Ayrıca, ayrılıkçılık tehlikesinin bulunduğu ve siyasi bölünmüşlüğün arttığı Türkiye gibi ülkelerde iki turlu seçim sisteminin siyasi yelpazeyi toparlayıcı bir sonuç doğurması, ya çok uzun bir zamana ya da mucizelere bağlıdır.

Bugün ülkemizde seçim sistemi karşısında seçmen beklentileri ve talepleri üzerine yapılan araştırmalar da, ülke ve toplum olarak yaşadığımız sıkıntılara ve açmazlara işaret etmektedir. Halkımızın büyük bir çoğunluğunun siyasi partiler sistemi gibi, seçim sisteminden de şikayetçi olduğu görülmektedir.

Ancak, sıra yeni sistem tercihi aşamasına geldiğinde ayrışma ve farklılaşma kendini hemen belli etmektedir. Örneğin, mevcut seçim sistemi, hem toplumsal eğilimleri adaletli biçimde yansıtmadığı, hem de güçlü ve istikrarlı hükümetlerin oluşmasını sağlayamadığı için aynı ölçüde eleştirilmektedir.

Sonuç olarak vurgulamak isterim ki, iki aşamalı seçim sistemi de, gerek Türk demokrasisinin sorunlarına derman olacak, gerekse toplumun talep ve beklentilerine tam olarak cevap verebilecek bir sistem değildir. İki turlu seçim sistemi de, artıları kadar önemli zaafları da bulunan bir sistemi ifade etmektedir.

Ülkemizin sosyo-kültürel, ekonomik ve siyasi yapısı dikkate alındığında bu sistemin zaaflarının daha fazla ön plana çıkacağını tahmin etmek zor değildir.

Mevcut seçim ve siyasi partiler sistemimizin bu zamana kadar ortaya çıkan aksaklıklarını ve genel kabul görmüş önerileri değerlendirmek amacıyla, partiler arasında özel bir komisyon oluşturularak konunun ele alınması daha gerçekçi ve akılcı bir yol olacaktır.

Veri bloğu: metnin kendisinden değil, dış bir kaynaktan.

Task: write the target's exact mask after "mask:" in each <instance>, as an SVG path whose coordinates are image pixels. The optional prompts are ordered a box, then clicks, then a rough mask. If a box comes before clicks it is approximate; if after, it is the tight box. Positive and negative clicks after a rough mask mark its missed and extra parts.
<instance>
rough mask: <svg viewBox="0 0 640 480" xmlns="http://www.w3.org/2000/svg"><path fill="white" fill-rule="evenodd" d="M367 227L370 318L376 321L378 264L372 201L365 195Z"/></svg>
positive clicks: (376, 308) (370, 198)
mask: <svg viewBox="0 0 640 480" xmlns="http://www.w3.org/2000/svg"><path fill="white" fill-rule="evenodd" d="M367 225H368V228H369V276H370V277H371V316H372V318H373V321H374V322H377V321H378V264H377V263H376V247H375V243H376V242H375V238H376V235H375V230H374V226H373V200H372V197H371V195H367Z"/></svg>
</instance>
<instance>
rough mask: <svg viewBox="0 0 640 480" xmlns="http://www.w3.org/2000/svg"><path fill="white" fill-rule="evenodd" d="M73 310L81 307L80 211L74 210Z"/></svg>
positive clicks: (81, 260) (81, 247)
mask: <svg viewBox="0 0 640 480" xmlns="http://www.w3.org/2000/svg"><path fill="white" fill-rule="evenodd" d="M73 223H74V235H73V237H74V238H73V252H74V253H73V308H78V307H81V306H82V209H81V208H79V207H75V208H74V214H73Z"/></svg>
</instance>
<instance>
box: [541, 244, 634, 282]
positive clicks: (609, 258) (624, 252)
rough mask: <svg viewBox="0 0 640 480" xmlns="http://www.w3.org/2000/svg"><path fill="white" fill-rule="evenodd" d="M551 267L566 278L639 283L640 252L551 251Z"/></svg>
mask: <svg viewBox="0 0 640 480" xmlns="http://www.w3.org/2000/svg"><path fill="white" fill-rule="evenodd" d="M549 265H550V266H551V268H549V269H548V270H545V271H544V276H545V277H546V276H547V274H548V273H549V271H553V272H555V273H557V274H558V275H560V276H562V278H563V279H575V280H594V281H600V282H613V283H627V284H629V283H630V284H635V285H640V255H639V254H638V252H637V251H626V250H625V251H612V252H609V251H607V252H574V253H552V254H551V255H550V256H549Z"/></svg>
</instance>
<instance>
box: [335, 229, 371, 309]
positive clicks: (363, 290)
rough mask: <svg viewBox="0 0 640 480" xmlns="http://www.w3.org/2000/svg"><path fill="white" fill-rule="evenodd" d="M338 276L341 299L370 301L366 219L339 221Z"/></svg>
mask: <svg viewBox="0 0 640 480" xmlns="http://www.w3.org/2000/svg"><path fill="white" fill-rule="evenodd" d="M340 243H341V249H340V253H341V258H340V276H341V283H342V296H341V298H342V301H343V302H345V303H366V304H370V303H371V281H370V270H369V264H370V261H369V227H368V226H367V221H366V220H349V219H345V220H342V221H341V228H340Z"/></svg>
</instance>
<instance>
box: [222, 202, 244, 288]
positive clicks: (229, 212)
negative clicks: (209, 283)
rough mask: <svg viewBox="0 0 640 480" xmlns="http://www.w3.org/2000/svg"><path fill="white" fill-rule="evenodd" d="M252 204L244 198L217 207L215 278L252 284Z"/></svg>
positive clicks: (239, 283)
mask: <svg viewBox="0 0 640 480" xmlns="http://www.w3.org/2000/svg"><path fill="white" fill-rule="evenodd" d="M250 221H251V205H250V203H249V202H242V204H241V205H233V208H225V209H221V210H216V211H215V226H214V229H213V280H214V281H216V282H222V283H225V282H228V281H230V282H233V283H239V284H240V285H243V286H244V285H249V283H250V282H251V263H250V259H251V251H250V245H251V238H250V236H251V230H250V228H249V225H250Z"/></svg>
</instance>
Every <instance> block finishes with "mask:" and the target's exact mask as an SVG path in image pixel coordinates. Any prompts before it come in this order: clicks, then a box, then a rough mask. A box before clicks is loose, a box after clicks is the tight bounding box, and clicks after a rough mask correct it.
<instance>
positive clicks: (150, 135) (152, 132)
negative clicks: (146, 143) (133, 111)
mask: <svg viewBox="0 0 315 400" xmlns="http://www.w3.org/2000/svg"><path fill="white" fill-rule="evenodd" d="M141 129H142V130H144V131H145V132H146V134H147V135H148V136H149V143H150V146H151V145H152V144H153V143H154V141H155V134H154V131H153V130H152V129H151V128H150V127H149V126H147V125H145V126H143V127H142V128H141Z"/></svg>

Türk siyasetinin, bu yasama döneminde Anayasa değişikliği sürecinde yaşanan uzlaşma örneğinde olduğu gibi, seçim ve siyasi partiler kanunlarında da benzer bir başarıyı ortaya koyması mümkündür.

Ancak, unutulmamalı ki, Türk siyasetçisinin ve medyasının seçim sistemi değişikliğinden önce, görev ve sorumluluklarının idrakî içinde hareket etme yeteneğini geliştirmesi daha çok önem taşımaktadır.

Bu duygu ve düşüncelerle yüksek heyetinizi bir kez daha saygı ve sevgiyle selamlıyorum.